Так вот, в 1963 году я начал работать в Агентстве печати "Новости" (АПН), в редакции прессы Западной Европы и курировал французскую прессу, включая журнал "Пари Матч" (“Paris Match”). Их журналисты приезжали в Советский Союз и я был их сопровождающим повсюду, помогая им делать репортажи. Потом наши совместные материалы выходили в журнале "Пари Матч".
Я был дружен много лет с их журналистом и фотографом Андрэ Лефевром (Andre Lefebvre). Мы сделали шикарный репортаж о праздновании Пасхи в Троице—Сергиевой лавре. В журнале он вышел на нескольких разворотах и имел успех. После этого мы много с ним ездили по стране, где только не были!
И вот, в 1966 году руководство журнала "Пари Матч" пригласило меня на два месяца в Париж. Мне рассказали, что журнал "запустил на орбиту" новую певицу — Мирей Матье, и предложили меня "подключить" к ней. Я ответил согласием.
&Пока Мирей Матье готовилась к концерту в зале "Олимпия" (music hall “Olympia”), я с журналистами из "Пари Матч" встречал всю ее семью на вокзале. Мы с ними гуляли по Парижу, я их много снимал. У меня хранятся эти слайды.
В Париже я побывал на ее концертах в "Олимпии", которые шли в сопровождении оркестра под управлением Поля Мориа (le grand orchestre de Paul Mauriat). Тогда же я познакомился с импресарио Мирей — Джонни Старком (Johnny Stark), с тех пор мы с ним дружили.
— И вы, конечно, встречали Мирей Матье во время ее триумфального визита в СССР летом 1967 года.
— Да. Заместителем главного редактора "Пари Матч" был замечательный журналист Жан—Поль Оливье (Jean-Paul Ollivier). Он просил мое руководство, чтобы меня откомандировали в помощь двум журналистам "Пари Матч", которые приехали вместе с ней.

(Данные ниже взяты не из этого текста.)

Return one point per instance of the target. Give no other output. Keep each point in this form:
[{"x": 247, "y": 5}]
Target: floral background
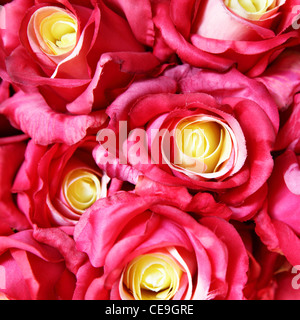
[{"x": 85, "y": 212}]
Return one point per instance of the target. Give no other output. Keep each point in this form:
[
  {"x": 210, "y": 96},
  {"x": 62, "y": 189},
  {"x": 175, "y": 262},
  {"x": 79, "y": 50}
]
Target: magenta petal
[{"x": 31, "y": 114}]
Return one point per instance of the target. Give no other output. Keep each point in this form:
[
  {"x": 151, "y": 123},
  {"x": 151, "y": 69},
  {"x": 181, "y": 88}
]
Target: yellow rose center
[
  {"x": 152, "y": 277},
  {"x": 251, "y": 9},
  {"x": 56, "y": 30},
  {"x": 81, "y": 189},
  {"x": 202, "y": 144}
]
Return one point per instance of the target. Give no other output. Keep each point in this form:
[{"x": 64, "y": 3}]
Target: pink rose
[
  {"x": 30, "y": 113},
  {"x": 219, "y": 33},
  {"x": 282, "y": 79},
  {"x": 160, "y": 252},
  {"x": 222, "y": 151},
  {"x": 39, "y": 264},
  {"x": 57, "y": 183},
  {"x": 270, "y": 276},
  {"x": 278, "y": 222},
  {"x": 78, "y": 54}
]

Я был на ее концертах в Москве и Ленинграде. Но в Казань я не поехал.
— В советское время была довольно известна в исполнении Мирей Матье песня композитора Поля Мориа "Когда рассвет, товарищ?" (“Quand fera-t-il jour, camarade?”). Она была записана во Франции, исполнялась Матье на сольных концертах, а также совместно с хористами Ансамбля песни и пляски Красной Армии. Но самое первое исполнение этой песни состоялось в Ленинграде. Когда-то вы сами писали в музыкальном журнале "Кругозор" как она появилась на свет. Расскажите подробнее эту историю.
— Поль Мориа сочинял эту песню на моих глазах, когда мы жили в гостинице «Астория». Я приходил на завтрак, а он уже сидел за роялем и по ноткам собирал мелодию.

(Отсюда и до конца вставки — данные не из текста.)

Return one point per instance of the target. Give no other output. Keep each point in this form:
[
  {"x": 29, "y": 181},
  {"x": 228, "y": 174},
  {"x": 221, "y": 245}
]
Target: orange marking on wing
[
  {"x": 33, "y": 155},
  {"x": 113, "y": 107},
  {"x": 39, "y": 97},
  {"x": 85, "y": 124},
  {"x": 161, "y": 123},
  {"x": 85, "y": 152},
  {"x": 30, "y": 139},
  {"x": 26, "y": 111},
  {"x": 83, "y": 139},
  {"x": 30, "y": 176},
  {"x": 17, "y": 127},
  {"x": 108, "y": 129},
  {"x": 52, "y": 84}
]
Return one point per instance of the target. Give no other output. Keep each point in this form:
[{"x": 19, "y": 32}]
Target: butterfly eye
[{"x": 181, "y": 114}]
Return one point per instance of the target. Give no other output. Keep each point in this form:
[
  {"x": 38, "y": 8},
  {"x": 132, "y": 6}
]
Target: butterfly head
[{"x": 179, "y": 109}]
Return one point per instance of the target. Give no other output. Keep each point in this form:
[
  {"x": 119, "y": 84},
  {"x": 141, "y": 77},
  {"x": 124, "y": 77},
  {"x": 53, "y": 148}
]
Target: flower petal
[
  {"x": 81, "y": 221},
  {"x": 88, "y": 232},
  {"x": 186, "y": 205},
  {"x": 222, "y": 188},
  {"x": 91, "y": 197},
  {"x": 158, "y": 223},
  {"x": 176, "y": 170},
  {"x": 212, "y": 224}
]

Песни предшествовала книга с одноименным названием, которую написал Жан-Поль Оливье. Надо сказать, книга написана замечательно, несмотря на то, что он был очень наивным человеком. Французы ничего не знали про русскую революцию, даже мы ничего не знаем до конца.

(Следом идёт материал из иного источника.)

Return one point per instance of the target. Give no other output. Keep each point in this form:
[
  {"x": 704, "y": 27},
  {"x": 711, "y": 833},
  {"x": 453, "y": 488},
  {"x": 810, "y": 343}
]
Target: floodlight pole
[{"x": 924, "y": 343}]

«Когда рассвет, товарищ?» — книга о роли Ленина в революции. Работая над своей книгой, Оливье воспользовался опубликованными выступлениями Ленина, вложив их ему в уста. И правда, Ленин писал как говорил, поэтому не приспособившемуся человеку всегда очень трудно читать его выступления — это абсолютно разговорный стиль.
Собирая материалы Оливье приезжал в Москву и просил меня помочь ему. Я возил его в Красногорск, в архив кино-фотодокументов. Там нам отрыли такие архивы, в которые вообще никого не пускали. В этой книге впервые опубликованы многие уникальные фотографии деятелей революции и даже молодого Троцкого. Можно сказать, что я почти соавтор книжки. У меня храниться экземпляр с его дарственной надписью.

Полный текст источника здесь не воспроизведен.